İsrail, tüm dünyanın gözü önünde sivillerin evlerini bombalayıp masum çocukları katletmekten, yüzbinlerce insanı zorla göç ettirerek topraklarına el koymaya kadar çeşit çeşit savaş suçlarına imza atıyor.
Bu vahşete dünyanın dört bir yanında Müslümanların yanısıra, başka dinlerin müntesipleri ve herhangi bir dine ya da tanrıya inanmayanlar da tepki veriyor.
Fakat gayrimüslimlerin tepkileriyle Müslümanların tepkileri arasında temel bir farklılık var.
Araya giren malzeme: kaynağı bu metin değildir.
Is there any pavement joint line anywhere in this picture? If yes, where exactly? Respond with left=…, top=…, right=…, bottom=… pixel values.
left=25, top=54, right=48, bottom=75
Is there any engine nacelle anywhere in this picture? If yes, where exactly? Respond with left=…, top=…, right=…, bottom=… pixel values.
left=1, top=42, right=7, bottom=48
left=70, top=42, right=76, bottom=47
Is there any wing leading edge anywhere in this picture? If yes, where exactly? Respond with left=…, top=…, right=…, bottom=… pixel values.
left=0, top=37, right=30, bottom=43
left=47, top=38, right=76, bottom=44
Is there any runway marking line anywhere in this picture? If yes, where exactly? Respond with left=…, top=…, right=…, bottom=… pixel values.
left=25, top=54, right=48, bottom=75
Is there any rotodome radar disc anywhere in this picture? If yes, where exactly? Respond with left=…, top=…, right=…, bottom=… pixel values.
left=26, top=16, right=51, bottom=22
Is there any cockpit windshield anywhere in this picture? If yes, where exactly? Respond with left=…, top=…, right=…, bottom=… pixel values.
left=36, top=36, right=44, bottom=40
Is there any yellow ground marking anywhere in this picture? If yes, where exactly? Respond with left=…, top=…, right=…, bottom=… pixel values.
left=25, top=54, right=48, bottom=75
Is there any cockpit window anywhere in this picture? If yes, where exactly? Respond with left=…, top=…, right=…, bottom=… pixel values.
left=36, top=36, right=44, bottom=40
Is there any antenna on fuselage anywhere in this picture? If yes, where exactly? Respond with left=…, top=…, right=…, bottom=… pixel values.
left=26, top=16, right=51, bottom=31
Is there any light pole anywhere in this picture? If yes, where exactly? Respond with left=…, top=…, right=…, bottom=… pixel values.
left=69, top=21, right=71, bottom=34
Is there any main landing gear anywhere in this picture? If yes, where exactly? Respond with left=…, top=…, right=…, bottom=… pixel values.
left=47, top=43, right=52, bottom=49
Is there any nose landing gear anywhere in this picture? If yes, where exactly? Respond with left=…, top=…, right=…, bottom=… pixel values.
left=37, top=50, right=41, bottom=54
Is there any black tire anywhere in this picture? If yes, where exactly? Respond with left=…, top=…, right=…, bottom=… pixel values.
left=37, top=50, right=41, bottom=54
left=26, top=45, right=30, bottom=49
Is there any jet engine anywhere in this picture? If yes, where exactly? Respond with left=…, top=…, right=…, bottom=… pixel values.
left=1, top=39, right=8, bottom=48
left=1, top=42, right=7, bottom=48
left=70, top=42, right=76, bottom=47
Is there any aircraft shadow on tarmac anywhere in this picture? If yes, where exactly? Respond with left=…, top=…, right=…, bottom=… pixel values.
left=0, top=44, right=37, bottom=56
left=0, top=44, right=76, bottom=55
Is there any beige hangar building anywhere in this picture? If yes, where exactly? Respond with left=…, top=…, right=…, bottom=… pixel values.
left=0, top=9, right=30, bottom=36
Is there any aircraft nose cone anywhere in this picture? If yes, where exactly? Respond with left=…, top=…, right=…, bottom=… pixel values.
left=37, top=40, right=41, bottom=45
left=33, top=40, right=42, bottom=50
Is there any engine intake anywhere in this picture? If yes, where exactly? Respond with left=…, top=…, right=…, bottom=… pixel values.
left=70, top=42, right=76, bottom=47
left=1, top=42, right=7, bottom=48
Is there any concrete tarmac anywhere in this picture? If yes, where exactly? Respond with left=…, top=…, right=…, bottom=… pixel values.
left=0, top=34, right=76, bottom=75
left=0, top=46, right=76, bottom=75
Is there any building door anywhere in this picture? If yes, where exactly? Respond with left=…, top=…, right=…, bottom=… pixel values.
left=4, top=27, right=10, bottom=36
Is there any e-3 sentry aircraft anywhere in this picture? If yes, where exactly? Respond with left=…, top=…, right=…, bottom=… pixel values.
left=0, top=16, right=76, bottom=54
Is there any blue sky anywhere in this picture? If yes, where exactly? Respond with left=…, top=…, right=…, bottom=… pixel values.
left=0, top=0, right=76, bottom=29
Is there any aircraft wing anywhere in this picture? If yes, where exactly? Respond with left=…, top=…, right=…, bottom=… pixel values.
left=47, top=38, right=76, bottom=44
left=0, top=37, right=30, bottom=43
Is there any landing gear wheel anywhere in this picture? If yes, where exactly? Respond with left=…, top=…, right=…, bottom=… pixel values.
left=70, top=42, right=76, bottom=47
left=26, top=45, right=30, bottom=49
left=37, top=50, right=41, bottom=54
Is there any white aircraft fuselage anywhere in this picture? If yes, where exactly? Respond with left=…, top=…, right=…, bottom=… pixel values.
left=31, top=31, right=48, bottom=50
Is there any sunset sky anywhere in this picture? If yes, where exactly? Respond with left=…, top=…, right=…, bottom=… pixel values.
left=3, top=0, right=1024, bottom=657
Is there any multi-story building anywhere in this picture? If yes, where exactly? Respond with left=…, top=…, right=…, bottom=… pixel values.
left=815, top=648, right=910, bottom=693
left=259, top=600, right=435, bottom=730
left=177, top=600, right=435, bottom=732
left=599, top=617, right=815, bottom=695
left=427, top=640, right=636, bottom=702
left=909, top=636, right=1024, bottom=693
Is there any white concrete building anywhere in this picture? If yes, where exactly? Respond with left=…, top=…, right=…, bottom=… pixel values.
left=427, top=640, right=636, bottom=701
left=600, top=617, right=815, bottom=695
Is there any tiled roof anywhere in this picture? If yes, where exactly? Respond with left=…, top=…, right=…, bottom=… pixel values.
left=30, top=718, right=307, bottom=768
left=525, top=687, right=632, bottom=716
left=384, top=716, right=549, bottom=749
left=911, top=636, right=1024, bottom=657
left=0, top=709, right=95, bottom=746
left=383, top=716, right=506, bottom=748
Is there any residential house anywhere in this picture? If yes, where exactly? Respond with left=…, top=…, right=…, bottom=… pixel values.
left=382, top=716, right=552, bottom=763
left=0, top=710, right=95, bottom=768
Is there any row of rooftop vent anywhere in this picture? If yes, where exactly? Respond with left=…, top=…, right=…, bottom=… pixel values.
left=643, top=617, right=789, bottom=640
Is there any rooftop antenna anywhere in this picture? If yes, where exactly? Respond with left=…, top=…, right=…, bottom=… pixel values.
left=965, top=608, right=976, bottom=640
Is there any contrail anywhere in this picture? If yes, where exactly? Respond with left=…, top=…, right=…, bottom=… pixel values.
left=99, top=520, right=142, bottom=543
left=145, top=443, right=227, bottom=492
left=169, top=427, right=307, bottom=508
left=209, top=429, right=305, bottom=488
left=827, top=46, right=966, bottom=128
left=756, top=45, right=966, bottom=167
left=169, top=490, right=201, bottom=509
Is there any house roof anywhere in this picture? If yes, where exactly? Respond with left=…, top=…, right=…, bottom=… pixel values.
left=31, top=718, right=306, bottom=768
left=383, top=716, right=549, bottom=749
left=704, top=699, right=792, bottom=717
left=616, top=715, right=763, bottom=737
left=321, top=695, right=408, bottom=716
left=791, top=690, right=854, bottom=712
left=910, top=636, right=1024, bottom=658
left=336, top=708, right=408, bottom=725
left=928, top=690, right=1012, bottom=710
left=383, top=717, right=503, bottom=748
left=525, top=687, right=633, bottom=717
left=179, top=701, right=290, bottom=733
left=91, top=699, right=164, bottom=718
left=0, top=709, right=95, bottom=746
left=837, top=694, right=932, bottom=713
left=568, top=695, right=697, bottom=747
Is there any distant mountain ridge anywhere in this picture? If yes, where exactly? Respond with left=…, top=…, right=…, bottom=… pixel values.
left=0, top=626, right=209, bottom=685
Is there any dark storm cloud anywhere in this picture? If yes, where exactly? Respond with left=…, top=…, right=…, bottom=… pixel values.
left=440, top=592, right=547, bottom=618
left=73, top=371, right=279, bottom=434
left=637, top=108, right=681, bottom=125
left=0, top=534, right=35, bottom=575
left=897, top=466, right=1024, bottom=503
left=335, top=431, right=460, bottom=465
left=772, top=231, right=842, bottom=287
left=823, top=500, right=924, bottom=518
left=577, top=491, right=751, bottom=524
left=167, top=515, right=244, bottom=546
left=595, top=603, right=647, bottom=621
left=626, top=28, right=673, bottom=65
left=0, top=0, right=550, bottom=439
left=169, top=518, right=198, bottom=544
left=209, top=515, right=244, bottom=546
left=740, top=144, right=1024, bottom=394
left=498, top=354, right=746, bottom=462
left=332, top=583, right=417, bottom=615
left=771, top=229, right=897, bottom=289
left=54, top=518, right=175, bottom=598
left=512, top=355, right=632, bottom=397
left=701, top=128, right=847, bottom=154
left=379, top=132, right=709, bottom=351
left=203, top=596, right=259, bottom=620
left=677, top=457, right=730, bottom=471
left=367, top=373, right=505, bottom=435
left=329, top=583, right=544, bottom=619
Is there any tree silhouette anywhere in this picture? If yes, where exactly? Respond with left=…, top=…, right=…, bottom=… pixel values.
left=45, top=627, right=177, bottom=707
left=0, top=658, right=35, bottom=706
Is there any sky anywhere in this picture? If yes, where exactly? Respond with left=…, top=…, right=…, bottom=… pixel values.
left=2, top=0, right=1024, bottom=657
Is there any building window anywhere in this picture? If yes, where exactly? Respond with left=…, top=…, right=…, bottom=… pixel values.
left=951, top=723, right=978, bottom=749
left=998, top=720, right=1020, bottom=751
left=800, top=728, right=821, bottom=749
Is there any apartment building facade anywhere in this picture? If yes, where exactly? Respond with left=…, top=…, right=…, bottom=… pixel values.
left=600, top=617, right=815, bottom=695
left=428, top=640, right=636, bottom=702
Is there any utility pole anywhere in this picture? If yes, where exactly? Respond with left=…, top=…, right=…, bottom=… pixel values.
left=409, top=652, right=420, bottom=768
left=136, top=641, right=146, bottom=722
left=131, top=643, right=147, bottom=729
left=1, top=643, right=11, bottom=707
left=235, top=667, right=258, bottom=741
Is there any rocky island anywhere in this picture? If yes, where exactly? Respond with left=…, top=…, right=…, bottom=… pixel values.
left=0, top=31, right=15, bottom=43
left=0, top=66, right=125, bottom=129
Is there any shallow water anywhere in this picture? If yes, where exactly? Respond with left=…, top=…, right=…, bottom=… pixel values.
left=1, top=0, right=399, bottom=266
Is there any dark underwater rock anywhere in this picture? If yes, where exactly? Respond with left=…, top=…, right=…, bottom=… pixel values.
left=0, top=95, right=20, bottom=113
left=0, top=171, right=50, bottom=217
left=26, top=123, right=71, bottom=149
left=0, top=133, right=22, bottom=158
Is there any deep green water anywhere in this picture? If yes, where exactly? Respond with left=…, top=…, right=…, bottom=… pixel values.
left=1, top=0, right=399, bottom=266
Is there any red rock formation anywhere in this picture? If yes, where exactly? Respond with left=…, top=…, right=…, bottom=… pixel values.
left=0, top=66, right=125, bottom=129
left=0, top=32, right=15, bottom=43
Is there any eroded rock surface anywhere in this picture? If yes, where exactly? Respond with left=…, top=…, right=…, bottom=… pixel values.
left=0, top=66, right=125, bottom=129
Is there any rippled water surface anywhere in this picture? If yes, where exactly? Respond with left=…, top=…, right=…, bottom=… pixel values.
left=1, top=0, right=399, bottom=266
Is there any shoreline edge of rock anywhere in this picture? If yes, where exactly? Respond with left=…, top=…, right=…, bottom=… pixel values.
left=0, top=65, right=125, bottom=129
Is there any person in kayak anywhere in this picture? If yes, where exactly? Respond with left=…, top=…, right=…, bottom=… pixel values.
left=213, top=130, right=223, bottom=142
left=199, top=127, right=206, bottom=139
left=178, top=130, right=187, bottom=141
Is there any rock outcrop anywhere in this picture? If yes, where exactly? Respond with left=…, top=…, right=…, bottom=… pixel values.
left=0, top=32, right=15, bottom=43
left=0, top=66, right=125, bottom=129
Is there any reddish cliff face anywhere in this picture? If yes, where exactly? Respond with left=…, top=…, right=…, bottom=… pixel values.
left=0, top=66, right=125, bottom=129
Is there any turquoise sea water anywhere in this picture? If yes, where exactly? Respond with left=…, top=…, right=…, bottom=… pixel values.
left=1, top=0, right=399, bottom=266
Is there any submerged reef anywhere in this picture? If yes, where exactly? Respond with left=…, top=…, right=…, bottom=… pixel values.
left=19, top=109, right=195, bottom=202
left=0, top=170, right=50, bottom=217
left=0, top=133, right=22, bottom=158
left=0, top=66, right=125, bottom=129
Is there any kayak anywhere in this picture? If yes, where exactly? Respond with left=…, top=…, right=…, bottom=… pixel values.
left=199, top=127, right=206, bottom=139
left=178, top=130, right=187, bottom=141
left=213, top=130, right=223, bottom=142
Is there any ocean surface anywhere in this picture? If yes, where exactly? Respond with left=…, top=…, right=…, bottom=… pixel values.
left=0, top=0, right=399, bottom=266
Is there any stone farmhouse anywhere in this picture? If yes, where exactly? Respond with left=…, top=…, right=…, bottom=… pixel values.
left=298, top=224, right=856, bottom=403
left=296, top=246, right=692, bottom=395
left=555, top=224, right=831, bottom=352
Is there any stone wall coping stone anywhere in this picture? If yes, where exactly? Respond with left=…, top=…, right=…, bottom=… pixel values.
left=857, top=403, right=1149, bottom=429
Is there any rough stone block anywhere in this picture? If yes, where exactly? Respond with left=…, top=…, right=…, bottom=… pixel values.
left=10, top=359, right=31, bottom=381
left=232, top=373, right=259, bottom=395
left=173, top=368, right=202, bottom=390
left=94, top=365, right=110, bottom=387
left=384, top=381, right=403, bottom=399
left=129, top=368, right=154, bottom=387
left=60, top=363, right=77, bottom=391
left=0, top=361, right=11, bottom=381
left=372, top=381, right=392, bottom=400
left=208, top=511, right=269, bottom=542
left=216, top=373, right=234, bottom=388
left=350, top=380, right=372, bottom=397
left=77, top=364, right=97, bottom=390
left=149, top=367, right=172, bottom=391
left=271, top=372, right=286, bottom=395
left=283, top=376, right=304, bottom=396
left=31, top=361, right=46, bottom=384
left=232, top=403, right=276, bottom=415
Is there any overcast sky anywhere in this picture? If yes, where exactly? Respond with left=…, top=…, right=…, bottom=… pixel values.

Müslümanlar genel olarak, “kendilerine”, “kendilerinden saydıklarına”, “kardeşlerine”, “soydaşlarına”, “dindaşlarına” yönelen zulmü, şiddeti, haksızlığı protesto ediyorlar.
Tokyo'dan New York'a, Melbourne'dan Toronto'ya, Filistin'de ölen çocuklar için sokaklara dökülen, zalimlere silah gitmesin diye kendilerini gemilere zincirleyen, polis şiddetine maruz kalma pahasına kendi ülkelerinin kanunlarını çiğneyerek hükumetlerini protesto eden, hatta bir an önce ateşkes yapılsın diye açlık grevine giren gayrimüslimlerin motivasyonu bunlardan hiçbiri değil.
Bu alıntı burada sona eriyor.